# Last Friday



## Ek3333 (Oct 22, 2015)

Friday


----------



## Wildgoose (Feb 11, 2019)

What was happening in your city?


----------



## Ek3333 (Oct 22, 2015)

Wildgoose said:


> What was happening in your city?


March BLM , anytime when protests or march I make good money


----------



## Wildgoose (Feb 11, 2019)

Ek3333 said:


> March BLM , anytime when protests or march I make good money


Of course, some wanted to join the march and some people wanted to get back to their cars.


----------



## ariel5466 (May 16, 2019)

Ek3333 said:


> View attachment 504863
> Friday


Yeah but that's SE DC and PG County. There's a reason the surge is that high. I would want @Ozzyoz's vest if I was driving there. And during a protest? No thank you.


----------



## MikhailCA (Dec 8, 2019)

Wildgoose said:


> Of course, some wanted to join the march and some people wanted to get back to their cars.


And some people want to get to **** out from this area


----------



## Ek3333 (Oct 22, 2015)

Same day last Friday it's only beginning.


----------



## Another Uber Driver (May 27, 2015)

The money was good. I worked, but I drove the cab. I was not going to try to find passengers in that crowd, especially those who were trying to ping you from closed streets. I had a few Curb pings that I declined because they were in the closed-off area. If I am driving my cab, my customer is the one with his hand in the air. I did actually accept a few Curb pings, but those were from customer smart enough to figure out that they should get to a street where I could fetch them.

Sadly, many people did not heed the warnings and drove into the city. It was the usual diverted traffic that moves two inches, *SLAM on the brakes*; two inches, *SLAM on the brakes*; two inches, *SLAM on the brakes; *two inches, *SLAM** on the brakes*. I know traffic patterns when the police close streets, so I stayed away from the streets that were clogged with morons who will not or can not undertand what happens when streets get closed.

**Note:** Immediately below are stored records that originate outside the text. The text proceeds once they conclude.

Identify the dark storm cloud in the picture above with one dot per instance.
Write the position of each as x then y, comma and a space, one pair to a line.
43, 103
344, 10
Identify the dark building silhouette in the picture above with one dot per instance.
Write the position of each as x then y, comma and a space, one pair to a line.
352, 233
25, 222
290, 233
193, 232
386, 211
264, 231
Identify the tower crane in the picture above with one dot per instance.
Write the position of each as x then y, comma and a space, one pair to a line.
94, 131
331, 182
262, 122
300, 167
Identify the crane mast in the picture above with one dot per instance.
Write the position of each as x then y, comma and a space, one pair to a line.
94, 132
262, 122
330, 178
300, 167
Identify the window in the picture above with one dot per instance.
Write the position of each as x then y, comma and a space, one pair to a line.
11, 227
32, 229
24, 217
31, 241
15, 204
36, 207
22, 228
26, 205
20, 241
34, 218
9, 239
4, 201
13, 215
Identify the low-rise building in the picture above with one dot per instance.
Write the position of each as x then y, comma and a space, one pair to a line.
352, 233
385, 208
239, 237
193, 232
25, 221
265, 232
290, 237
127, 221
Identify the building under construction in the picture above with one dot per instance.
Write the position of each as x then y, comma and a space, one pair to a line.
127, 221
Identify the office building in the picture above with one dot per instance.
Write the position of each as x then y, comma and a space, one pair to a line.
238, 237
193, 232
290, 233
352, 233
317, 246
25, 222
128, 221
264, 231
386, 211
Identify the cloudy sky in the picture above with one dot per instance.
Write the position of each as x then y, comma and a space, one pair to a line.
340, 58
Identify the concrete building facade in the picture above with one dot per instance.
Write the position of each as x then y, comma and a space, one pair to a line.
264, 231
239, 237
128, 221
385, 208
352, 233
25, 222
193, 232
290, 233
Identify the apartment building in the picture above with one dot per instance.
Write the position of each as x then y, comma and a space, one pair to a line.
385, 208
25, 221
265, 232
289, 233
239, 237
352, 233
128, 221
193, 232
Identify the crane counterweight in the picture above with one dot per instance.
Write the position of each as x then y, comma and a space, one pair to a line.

Across the Anacostia and Prince George's County are always surging because fewer drivers will work those neighbourhoods. It was the same in the cab business.


----------



## Valar Dohaeris (May 25, 2019)

Ek3333 said:


> Same day last Friday it's only beginning.
> View attachment 504916


These are the people protesting against a capitalist system of oppression right?


----------



## Kurt Halfyard (Dec 13, 2017)

Is Toronto the last market left where we get surge MULTIPLIERS rather than Flat$-amounts?


----------



## SHalester (Aug 25, 2019)

Kurt Halfyard said:


> Is Toronto the last market left where we get surge MULTIPLIERS


Calif is multipliers. Real and driver created.


----------



## NauticalWheeler (Jun 15, 2019)

Kurt Halfyard said:


> Is Toronto the last market left where we get surge MULTIPLIERS rather than Flat$-amounts?


How high do they go these days?



Ek3333 said:


> Same day last Friday it's only beginning.
> View attachment 504916


That's it, I'm moving to DC


----------



## Kurt Halfyard (Dec 13, 2017)

NauticalWheeler said:


> How high do they go these days?


Not particularly high. I've seen as high as 3x but they are unicorn rides. Mostly 1.2-1.7x in the core of the city. But it is daily during key rush times and some events.


----------



## ivangradjanin (Sep 15, 2020)

But I am waiting for trip maybe... an hour


----------



## RideShare_Hustler (Jun 18, 2020)

I rarely get surges anymore, they are mostly random.


----------



## TX Uber Ant (Aug 24, 2019)

NauticalWheeler said:


> How high do they go these days?
> 
> 
> That's it, I'm moving to DC


In your market you will never get higher than a 5.0 and they are pretty rare. Most of the time it is 2.5-3.0.


----------